L’opposition – MR, PTB, CDH et N-VA pour l’essentiel – ne laissera rien passer. L’ex-ministre de l’Environnement, Céline Fremault (CDH), a donné le ton ce jeudi. Elle ne décèle aucun accent révolutionnaire – de nombreuses mesures n’étant finalement que la concrétisation d’intention du gouvernement précédent –, mais s’inquiète pourtant déjà de l’absence de piste pour les financer.
Un passage de l’accord stipule bien qu’“une partie des investissements stratégiques” sera exclue de la trajectoire budgétaire. Mais les experts en matière de finances publiques savent pourtant bien que la marge de manœuvre des Régions est étroite.
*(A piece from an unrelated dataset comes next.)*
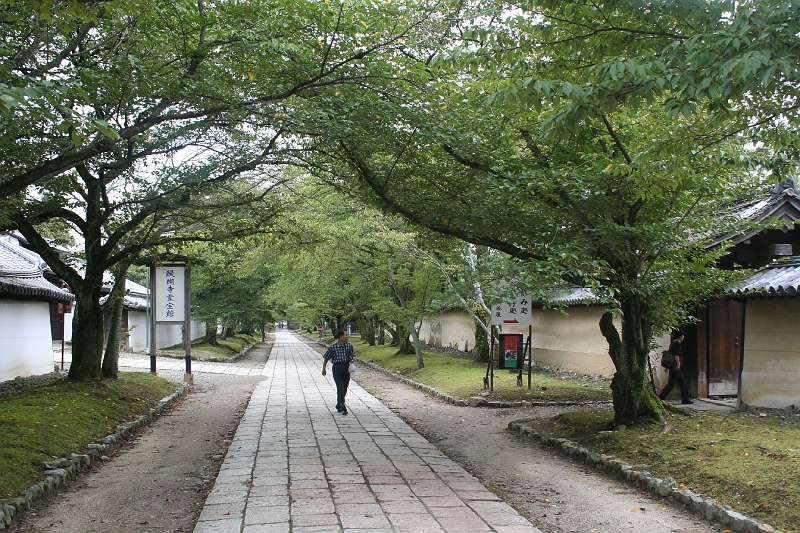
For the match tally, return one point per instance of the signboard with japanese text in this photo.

Car, pour échapper aux contraintes budgétaires imposées par l’Europe, il faut soit négocier un peu de souplesse avec la Commission européenne, soit demander aux autres entités qui composent le pays de dépenser un peu moins qu’elles en ont le droit. Dans les deux cas, c’est très aléatoire.
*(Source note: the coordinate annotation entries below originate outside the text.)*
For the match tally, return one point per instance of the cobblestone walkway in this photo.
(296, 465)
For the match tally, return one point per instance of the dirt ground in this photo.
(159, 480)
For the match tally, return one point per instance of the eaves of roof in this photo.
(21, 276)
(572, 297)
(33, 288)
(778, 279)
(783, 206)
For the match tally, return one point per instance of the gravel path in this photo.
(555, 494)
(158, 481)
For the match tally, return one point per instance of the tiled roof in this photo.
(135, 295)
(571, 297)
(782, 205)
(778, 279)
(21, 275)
Une autonomie de 30% en fruits et légumes d'ici 2035?
Parmi les mesures pour soutenir l’agriculture urbaine et périurbaine, on retrouve "des objectifs volontaristes, à savoir la production de minimum 30 % de la consommation annuelle des Bruxellois en fruits et légumes à l’horizon 2035". Rendons à César ce qui appartient à César : cet objectif était déjà défini dans la "Stratégie Good Food", présentée en 2016 et initiée par Céline Frémault (CDH), ex-ministre bruxelloise de l’Environnement.
Des appels à projets ont été lancés ces dernières années pour soutenir les initiatives dans le domaine de l’agriculture urbaine durable en région de Bruxelles-Capitale. Par ailleurs, la Région a participé l’année dernière - pour la première fois - à la Foire de Libramont sous le thème "Qui nourrira nos villes demain ?".
L’une des plus grandes fermes urbaines aquaponiques de la région - et même d’Europe, avec ses 4 000 m2 - se situe sur les toits du Foodmet, sur le site des abattoirs d’Anderlecht. Bref, en matière d’agriculture urbaine, l’accord de gouvernement confirme tout simplement les engagements pris sous la précédente législature. Une tâche, avalisée par le précédent gouvernement mais pas encore réalisée, lui revient : la surface bruxelloise étant insuffisante pour satisfaire l’objectif de 30 %, il faudra conclure des partenariats avec les deux Régions voisines pour "nourrir Bruxelles".
Bruxelles teste le territoire “zéro chômeur de longue durée”
Dans le volet emploi de son accord, le nouveau gouvernement annonce “dans les quartiers statistiquement les plus pertinents, un projet pilote inspiré du modèle des territoires ‘zéro chômeur de longue durée’ et adapté à la réalité urbaine bruxelloise”. L’objectif poursuivi est de “mieux répondre aux besoins de la Région et aux compétences des chercheurs d’emploi”.
Le concept de territoire “zéro chômeur de longue durée” (TZCLD) vient de France où, à l’initiative d’ATD-Quart Monde, dix expériences pilotes ont été lancées : dans une zone définie (de quelques milliers d’habitants), il s’agit de proposer à tout chômeur de longue durée (au moins un an) qui le souhaite, un emploi à durée indéterminée et à temps choisi (plein ou partiel) en développant et finançant des activités utiles et non concurrentes des emplois existants, pour répondre aux besoins des habitants, des entreprises ou des institutions. L’idée sous-jacente, c’est que personne n’est inemployable. Mais on part des compétences du chômeur et on lui cherche un emploi, plutôt que de rechercher les compétences nécessaires pour un job.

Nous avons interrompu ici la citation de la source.